白鸽子自然也不愿意跟王巧儿这样的人深交,冲她牵了下唇角,就想要离开。
有时间跟王巧儿在这里磨嘴皮子,倒不如回去跟娘家侄子好好商量一下入赘的事。
王巧儿好不容易逮着一个能让她大吐苦水的,咋可能那么轻易就放白鸽子离开?
“二军家的,我代大嫂向你赔个不是,她说话难听,你别放在心上。”
白鸽子想从王巧儿的手里把自己的胳膊抽出来,谁知道王巧儿力气还挺大,试了几次都没抽出来,心里顿时恼了,说出来的话也带了几分阴阳怪气:“巧婶儿这话是咋说的?我怎么就听不明白呢?我跟英婶子的关系好着呢,咋个要你来代英婶子向我赔不是?”
王巧儿以为白鸽子不好跟王英子撕破脸,所以在给她找补遮掩,越是这样,她就越不能让她得逞,于是放大了声音道:“二军家的,我知道你的难处,你放心,我家也姓年,不会允许有人仗着年家是大姓,就欺负你们这些小姓氏的人,你不用担心会被报复!”
又用人都能听到的声音嘟囔:“真是的,她们自己非要招婿,自古以来,招婿上门的,能有什么好的?就她们金贵?给她们介绍人相看,那是看得起她们,还真当自己是块金砖,人人都得喜欢她呀!”
白鸽子见王巧儿越说越来劲儿了,气恼的不得了,伸手抓住了王巧儿的大拇指,使劲儿往外一掰……
王巧儿抽了一口凉气,一下就松开了白鸽子的胳膊。
白鸽子嫌弃地拍了拍被王巧儿抓过的地方,破天荒地没有忍气吞声,而是嘲讽道:“自己心黑,给亲侄女介绍个傻子,就当所有人都跟你一样心黑啊?招上门女婿怎么了?招个好的上门女婿,照样有人养老送终披麻戴孝!”
想到王巧儿那两个好吃懒做,整日无所事事的儿子,她还想再说一句“有儿子怎么了?养子不教,将来儿子不孝,一样不得善终”。
可这话要是说出来,打击面太大,她们家毕竟是单门独户,弄不好会给家里惹来大麻烦,最后把这到唇边的话又吞进了肚子里,只是一脸鄙夷地看着王巧儿。
王巧儿跟白鸽子拉拉扯扯的画面,引来了不少人的围观,这也是王巧儿故意为之的,她就是要让所有人都知道,给年穗穗介绍对象不但不会得到感激,反倒会落得个里外不是人,从而彻底断了年穗穗招婿的路。
只是事情的发展跟王巧儿预想的完全不一样,看着围观的人看向她时露出的鄙夷的目光,她有些慌了神,伸手就要去打白鸽子:“你个小贱蹄子,你敢骂我,看我不撕烂你的嘴!”

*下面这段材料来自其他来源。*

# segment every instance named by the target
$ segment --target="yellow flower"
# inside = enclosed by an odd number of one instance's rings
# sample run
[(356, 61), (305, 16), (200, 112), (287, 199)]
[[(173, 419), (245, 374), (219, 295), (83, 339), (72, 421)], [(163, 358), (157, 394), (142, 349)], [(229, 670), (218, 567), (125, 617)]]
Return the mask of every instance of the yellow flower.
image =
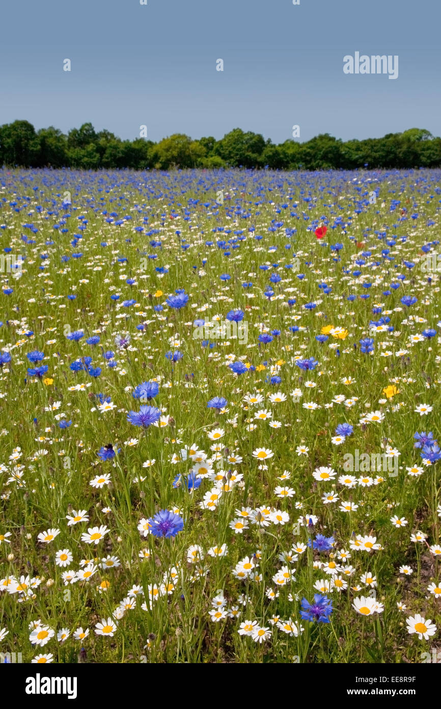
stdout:
[(344, 330), (343, 328), (333, 328), (331, 334), (333, 337), (337, 337), (338, 340), (344, 340), (348, 337), (348, 330)]
[(394, 386), (393, 384), (389, 384), (389, 386), (385, 386), (383, 389), (383, 393), (387, 396), (388, 398), (391, 398), (395, 394), (399, 394), (400, 390), (397, 389), (396, 386)]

白鸽子虽然因为刘二军是杏树岗大队的单门独户,平时能不多事就不多事,但这并不代表她是一个懦弱的人。、
恰恰相反,白鸽子在娘家的时候,那也是一个得理不饶人的,也就是杏树岗大队的人平时相处起来也没什么太大的矛盾,一些小摩擦,白鸽子在刘二军的安抚下,能忍就忍了,所以白鸽子这么多年一直没有机会展现自己泼辣的另一面。
现在,王巧儿就给了她这样一个机会!
“呸!你个黑心肝烂肠肚的烂货,叫你一声婶子,你还真把自己当个长辈 了?惦记着吃大伯哥家的绝户,给自己侄女打破媒,又黑心肝地介绍个傻子去恶心人,王巧儿,你这样脚底生疮头顶流脓,拿屁股当脸的东西,你算哪门子的长辈?”

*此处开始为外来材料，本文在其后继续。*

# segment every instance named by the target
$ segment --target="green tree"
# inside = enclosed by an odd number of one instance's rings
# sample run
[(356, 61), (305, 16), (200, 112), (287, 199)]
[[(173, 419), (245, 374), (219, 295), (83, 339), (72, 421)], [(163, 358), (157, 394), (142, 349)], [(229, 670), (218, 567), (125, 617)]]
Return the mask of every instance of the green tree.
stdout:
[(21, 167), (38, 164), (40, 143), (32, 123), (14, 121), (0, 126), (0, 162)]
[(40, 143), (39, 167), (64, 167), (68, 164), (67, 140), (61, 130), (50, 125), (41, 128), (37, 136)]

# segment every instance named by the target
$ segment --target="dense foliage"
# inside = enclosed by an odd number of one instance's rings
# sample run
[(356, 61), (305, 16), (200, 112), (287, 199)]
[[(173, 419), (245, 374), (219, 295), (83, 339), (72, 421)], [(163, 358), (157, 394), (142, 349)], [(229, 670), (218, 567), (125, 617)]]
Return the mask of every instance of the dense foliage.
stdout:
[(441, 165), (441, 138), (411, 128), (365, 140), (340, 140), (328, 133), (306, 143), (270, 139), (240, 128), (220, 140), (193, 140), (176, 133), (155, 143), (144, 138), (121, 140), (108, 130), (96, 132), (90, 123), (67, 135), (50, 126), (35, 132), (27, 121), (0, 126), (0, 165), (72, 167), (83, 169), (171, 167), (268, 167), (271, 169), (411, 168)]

这是白鸽子第一次大发脾气在公众场合骂人,村里围观的群众一下兴奋了,有好事儿的听出了白鸽子骂王巧儿的话,立即联想到王巧儿给年穗穗介绍个傻子的事。
这件事王巧儿的确是做的不地道,这些天村里人也没少议论,基本都是一致认定王巧儿作为年穗穗的亲婶子,用一个傻子去羞辱侄女,是一件非常没下限的事。
王巧儿这几天出门,村里人看她的目光都带着鄙夷。
只是给侄女打破媒是怎么回事?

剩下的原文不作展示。